The invention is described below with reference to the following examples, which are not intended to limit the scope of the invention in any way.

Examples of the invention

Lubricating oil composition

Various engine oils are formulated for use in crankcase engines. Table 1 indicates the properties of the base oils used.

TABLE 1

¹According to ASTM D445

²According to ASTM D2270

³According to ASTM D5800B

Table 2 indicates the compositions and properties of the fully formulated engine oil formulations tested; the amounts of the components are given in weight% based on the total weight of the fully formulated formulation.

All formulations tested contained a combination of base oil and additives, with the base oil in each case being GTL 4.

"base oil 1" is a Fischer-Tropsch derived base oil ("GTL 4") having a kinematic viscosity at 100 ℃ (ASTM D445) of about 4cSt (mm)²s^-1). Such base oils may conveniently be manufactured by A process such as that described in WO-A-02/070631 (the teachings of which are incorporated herein by reference).
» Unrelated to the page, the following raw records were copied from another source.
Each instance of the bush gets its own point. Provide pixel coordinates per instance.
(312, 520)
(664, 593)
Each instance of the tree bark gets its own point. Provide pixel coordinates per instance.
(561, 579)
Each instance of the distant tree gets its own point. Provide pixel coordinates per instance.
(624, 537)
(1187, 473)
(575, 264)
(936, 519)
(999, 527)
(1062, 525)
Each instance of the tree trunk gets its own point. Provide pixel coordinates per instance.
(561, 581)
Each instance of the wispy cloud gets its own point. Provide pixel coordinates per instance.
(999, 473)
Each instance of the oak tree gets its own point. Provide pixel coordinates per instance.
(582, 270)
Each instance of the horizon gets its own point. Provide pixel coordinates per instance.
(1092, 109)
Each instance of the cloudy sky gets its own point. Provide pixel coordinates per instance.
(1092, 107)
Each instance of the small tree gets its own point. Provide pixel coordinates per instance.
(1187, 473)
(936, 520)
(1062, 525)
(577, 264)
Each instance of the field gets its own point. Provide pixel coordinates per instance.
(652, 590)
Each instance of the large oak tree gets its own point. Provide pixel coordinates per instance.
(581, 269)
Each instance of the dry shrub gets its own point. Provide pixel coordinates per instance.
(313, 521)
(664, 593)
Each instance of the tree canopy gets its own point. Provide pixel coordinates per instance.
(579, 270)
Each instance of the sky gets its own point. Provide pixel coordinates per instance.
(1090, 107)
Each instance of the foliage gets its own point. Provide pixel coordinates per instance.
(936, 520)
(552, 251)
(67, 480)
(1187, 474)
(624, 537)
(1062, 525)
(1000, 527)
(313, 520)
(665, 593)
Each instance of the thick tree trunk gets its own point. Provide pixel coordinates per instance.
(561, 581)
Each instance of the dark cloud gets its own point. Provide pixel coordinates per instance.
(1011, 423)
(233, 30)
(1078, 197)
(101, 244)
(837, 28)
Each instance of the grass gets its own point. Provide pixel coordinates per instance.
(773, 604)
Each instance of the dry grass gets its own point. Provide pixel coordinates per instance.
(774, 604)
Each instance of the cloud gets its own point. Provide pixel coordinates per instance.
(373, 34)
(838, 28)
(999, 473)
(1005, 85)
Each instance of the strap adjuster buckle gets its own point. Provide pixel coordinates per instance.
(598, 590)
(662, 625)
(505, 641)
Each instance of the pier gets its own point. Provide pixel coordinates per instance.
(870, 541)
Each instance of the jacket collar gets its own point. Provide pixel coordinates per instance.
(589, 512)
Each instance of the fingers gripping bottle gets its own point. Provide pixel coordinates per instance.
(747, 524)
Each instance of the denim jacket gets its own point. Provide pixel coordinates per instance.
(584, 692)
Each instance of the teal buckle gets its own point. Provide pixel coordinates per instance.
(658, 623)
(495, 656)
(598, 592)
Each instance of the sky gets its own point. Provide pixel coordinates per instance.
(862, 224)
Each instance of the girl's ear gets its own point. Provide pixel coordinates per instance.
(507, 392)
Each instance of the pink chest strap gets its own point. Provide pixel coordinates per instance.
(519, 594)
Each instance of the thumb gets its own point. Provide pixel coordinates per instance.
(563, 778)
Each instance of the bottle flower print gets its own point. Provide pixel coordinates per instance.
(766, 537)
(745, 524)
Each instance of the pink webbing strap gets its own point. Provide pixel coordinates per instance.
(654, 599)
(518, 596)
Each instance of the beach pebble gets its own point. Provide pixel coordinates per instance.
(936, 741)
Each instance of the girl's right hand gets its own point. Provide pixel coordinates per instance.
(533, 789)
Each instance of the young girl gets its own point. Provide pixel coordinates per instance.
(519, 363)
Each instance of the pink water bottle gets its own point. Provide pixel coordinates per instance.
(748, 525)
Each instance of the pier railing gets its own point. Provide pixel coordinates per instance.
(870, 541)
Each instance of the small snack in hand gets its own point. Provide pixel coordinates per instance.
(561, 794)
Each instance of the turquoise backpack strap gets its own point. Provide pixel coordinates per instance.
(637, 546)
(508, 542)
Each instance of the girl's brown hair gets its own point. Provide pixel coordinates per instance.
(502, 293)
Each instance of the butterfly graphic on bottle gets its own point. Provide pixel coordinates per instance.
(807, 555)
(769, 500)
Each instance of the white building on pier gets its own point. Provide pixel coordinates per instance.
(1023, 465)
"additive A" is a dispersant, Infineum C9280, which is commercially available from Runkin Union (Infineum).

"additive B" is an aminic antioxidant, Infineum C9452, commercially available from the RunYing Union.

"additive C" is a molybdenum-based friction modifier, Infineum C9455, commercially available from the Union Runking.

The compositions of examples 1 to 3 and comparative examples 1 and 2 were obtained by mixing the base oil with the additives (if present) using conventional lubricant blending procedures. The results of the NOACK volatility test by ASTM D5800B are shown in table 2.

TABLE 2

Discussion of the related Art

As can be appreciated from table 2, the NOACK volatility values for examples 1-3 containing the volatility reducing additive were significantly lower than for comparative examples 1 and 2, which did not contain the volatility reducing additive. These results are particularly surprising because each additive included in the formulations shown in examples 1-3 comprises a concentrate in which the additive has been diluted in a base oil, with a NOACK volatility of greater than 12.5% as measured by ASTM D5800B, and thus it is expected that adding the additive in examples 1-3 will increase the NOACK volatility rather than decrease it.

An important benefit of the present invention is that for future low viscosity engine oils, such as 0W-16 (according to SAE J300 engine oil viscosity rating Table) and lower viscosities (0W-12, 0W-8, etc.), stringent NOACK volatility can be met with little or no need to use (relatively expensive) Polyalphaolefin (PAO) base oils.

In view of these findings, it is expected that many other chemicals may provide similar benefits in reducing NOACK volatility, such as known lubricant additive chemicals (antiwear agents, antioxidants, viscosity index improvers, friction modifiers, detergents, dispersants, pour point depressants, etc.) and any other chemical species that strongly interacts with the oil-air interface to reduce evaporation rates, including but not limited to surfactants, functionalized polymers, ionic liquids, nanoparticles, and the like.

Claims

1. Use of a volatility reducing additive for reducing NOACK volatility of a lubricating composition comprising a base oil, wherein the base oil comprises 80% or more, by weight of the base oil, of one or more fischer-tropsch derived base oils; and is

Wherein the composition has a kinematic viscosity (according to ASTM D445) at 100 ℃ of 16.3mm²(ii) a ratio of the total of the carbon atoms in the carbon atoms to the carbon atoms in the carbon atoms,a low temperature crank viscosity of at most 6200cP at-35 ℃ (ASTM D5293), and a NOACK volatility of at most 15% according to ASTM D5800B, and wherein the volatility reducing additive is selected from the group consisting of molybdenum-based friction modifiers, amine-based antioxidants, and combinations thereof.

2. Use according to claim 1, wherein the composition has a NOACK volatility of at most 12.5% according to ASTM D5800B.